There can be no progress without vision; that idea that you have a goal or objective, and you are going to take every step possible to move towards that goal, and then also making a goal of letting no one dilute that goal. It's having a core idea, holding onto it, and letting it be unshakeable, and then convincing others to follow you; not just bending to cover all your bases and check as many ideological boxes as you can.
There can be no direction without vision and no movement without flexibility. Progress is directed motion, and it requires both.
weird has articulated a position at one end of a spectrum; Mitch McConnell sits on the other. If you spend all your time standing firm against ideological variance, you never get anywhere; if you rush to accommodate everyone who can possibly help you, you end up pushed in all directions. It matters what you're willing to compromise on and how far, because ideas can move in unexpected ways -- and right now both parties are rushing to accommodate people so hard that they've lost any real ideological core other than animosity. All they can agree on is that everything sucks because of those people, the ones we've decided we have more to gain by ostracizing then including. Thus we get fundamentalist pastors claiming that extreme weather is God's punishment for sodomy and radical feminists claiming the Principia Optica is a rape manual and everything in between: they've compromised and compromised until there's nowhere left to go but against Them. But, if you never compromise, you're a party of one, and people who are amenable to 99% of your agenda just start arguing that you're the sum of all evil to draw people away from you and to them. This is related to the No True Scotsman fallacy, by the way.
But these are strategic questions, and strategy grows from tactics and logistics. As I said, before you decide what you want you have to decide what you can have, and that means two things: identifying who you need and identifying what they want, every step of the way. Link those possible paths together and you have your available destination set, reachable one step at a time. People act on local, tactical scales; they can't make promises beyond the next time their schedule changes or donate money they don't know if they'll need for something more urgent, and likewise they need a goal that they can see and a perceptibly effective way to work toward it. This is one of the big problems with the more radical egalitarian subset movements: they're so concerned with the opposition that when the hated servants of the kyriarchy turn up and earnestly ask how they can help, they don't have an answer that gets them useful allies. "Give me everything you own to even out the wage gap" isn't practicable, nor is "quit your job so I can have it." And so people just don't want to do anything. "All our elected officials are psychotic tyrants" isn't actionable either. If you want to actually make progress toward your goals, "how can I help?" can either make you or break you; your immediately available answer needs to scale to all levels of commitment and resources and still feel good and do something actually useful. "Give us money or recommend us to someone who can" is worse than useless.
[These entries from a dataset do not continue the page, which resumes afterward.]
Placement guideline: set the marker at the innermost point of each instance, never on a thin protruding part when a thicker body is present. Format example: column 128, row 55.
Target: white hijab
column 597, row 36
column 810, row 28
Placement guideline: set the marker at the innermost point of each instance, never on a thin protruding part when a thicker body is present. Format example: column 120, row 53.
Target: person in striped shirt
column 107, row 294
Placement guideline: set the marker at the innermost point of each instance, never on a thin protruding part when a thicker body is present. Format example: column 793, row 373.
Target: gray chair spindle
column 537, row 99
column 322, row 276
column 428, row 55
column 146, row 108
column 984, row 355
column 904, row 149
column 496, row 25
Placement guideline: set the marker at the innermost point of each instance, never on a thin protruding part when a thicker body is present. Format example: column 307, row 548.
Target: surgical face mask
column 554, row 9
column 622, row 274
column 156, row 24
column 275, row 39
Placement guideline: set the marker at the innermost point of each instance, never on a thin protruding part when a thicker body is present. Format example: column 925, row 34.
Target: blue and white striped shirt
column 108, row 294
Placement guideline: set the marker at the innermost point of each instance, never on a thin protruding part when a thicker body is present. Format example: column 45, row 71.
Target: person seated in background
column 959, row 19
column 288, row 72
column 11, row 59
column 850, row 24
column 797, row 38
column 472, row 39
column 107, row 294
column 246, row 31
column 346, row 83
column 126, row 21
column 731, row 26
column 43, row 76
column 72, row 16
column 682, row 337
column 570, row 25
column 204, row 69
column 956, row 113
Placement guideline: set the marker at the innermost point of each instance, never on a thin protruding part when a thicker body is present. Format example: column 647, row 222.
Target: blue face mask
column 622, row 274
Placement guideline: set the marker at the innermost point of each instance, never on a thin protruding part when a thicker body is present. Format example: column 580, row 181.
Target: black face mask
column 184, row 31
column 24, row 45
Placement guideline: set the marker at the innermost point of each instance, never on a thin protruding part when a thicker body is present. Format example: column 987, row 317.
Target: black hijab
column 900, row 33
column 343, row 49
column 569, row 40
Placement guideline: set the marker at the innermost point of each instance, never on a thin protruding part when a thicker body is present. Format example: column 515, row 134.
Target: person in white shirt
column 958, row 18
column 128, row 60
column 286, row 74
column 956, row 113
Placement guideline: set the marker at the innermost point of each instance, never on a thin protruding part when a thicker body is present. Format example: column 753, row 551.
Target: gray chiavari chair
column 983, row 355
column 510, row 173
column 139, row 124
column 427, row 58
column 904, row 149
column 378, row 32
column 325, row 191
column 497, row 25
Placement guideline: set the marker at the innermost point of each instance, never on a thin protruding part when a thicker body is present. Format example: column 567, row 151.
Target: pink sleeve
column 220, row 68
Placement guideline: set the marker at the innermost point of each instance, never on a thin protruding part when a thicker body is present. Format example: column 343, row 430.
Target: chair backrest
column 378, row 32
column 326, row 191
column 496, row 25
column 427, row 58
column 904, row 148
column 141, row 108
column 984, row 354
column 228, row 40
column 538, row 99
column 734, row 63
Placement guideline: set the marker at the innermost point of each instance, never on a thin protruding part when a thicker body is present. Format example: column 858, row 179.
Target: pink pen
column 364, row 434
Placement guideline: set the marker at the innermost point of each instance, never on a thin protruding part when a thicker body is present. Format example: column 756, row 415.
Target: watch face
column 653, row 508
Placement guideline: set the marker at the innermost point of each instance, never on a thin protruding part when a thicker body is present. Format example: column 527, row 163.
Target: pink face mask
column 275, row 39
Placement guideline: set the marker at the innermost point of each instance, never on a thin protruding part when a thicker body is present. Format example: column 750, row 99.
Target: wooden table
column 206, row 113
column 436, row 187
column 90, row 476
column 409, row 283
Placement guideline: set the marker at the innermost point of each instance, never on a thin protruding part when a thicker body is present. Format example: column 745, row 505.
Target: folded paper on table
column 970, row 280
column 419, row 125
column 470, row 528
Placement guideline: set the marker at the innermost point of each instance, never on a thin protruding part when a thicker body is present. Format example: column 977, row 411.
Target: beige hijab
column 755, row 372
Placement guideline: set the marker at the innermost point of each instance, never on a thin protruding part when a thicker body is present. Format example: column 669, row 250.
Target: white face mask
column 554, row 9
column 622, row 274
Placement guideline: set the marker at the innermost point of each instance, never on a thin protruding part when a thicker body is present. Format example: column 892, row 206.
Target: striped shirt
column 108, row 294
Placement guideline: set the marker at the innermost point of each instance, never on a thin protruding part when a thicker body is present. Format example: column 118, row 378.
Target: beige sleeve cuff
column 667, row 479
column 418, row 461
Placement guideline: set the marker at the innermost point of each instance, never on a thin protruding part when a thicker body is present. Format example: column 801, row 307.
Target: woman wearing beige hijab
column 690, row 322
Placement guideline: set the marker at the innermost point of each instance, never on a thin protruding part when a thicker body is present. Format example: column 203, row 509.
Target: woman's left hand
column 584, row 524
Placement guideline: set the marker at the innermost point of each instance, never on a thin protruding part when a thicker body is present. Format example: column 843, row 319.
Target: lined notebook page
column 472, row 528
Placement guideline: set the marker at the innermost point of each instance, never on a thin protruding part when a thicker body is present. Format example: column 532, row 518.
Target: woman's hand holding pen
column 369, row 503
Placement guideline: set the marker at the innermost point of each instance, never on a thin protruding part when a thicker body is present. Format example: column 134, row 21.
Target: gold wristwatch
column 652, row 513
So, "this thing I mention" is actually a prerequisite for dealing with ideological differences -- long before you get to debate where your movement should go, you need a plan to get a movement capable of going anywhere, and that means getting ideology and pragmatism and sociology all to mesh together into something that can turn disinterested bystanders into associates with an interest in seeing your plan come to fruition. A huge part of the reason both parties are failing right now is their lack of that; each just says "get the other guys out and we'll
?? and then profit" and that's inherently unstable, because once you have the majority everyone's expecting a different good thing. A properly constructed movement founded on concrete, positive policy ideas can actually roll with people showing up with a different vision, because then you can get creative and invoke the sunk cost fallacy to minimize your losses while you put together a maximally satisfactory plan (which can just be "we make your thing an alternative to ours accessible in this way").
And really, there's a lot of good to be done that almost everyone agrees should happen because it's procedural rather than ideological, and that's a good place to start. Put together a party whose platform starts with something like smoothing the step functions in welfare brackets so nobody takes home less money by earning more, making the IRS do your taxes for you with the info they already have so 99% of people don't need TurboTax, and maybe something slightly more controversial like establishing a universal minimum wage without an exception for tips (exact amount to be determined later) and you could at least get people thinking in terms of the effects those policies will have on them rather than who you're demonizing. That gives you an opening, and you can trial more things as time goes on and you get a better sense of who's marching with you. Starting and ending with the negative just makes people contentious.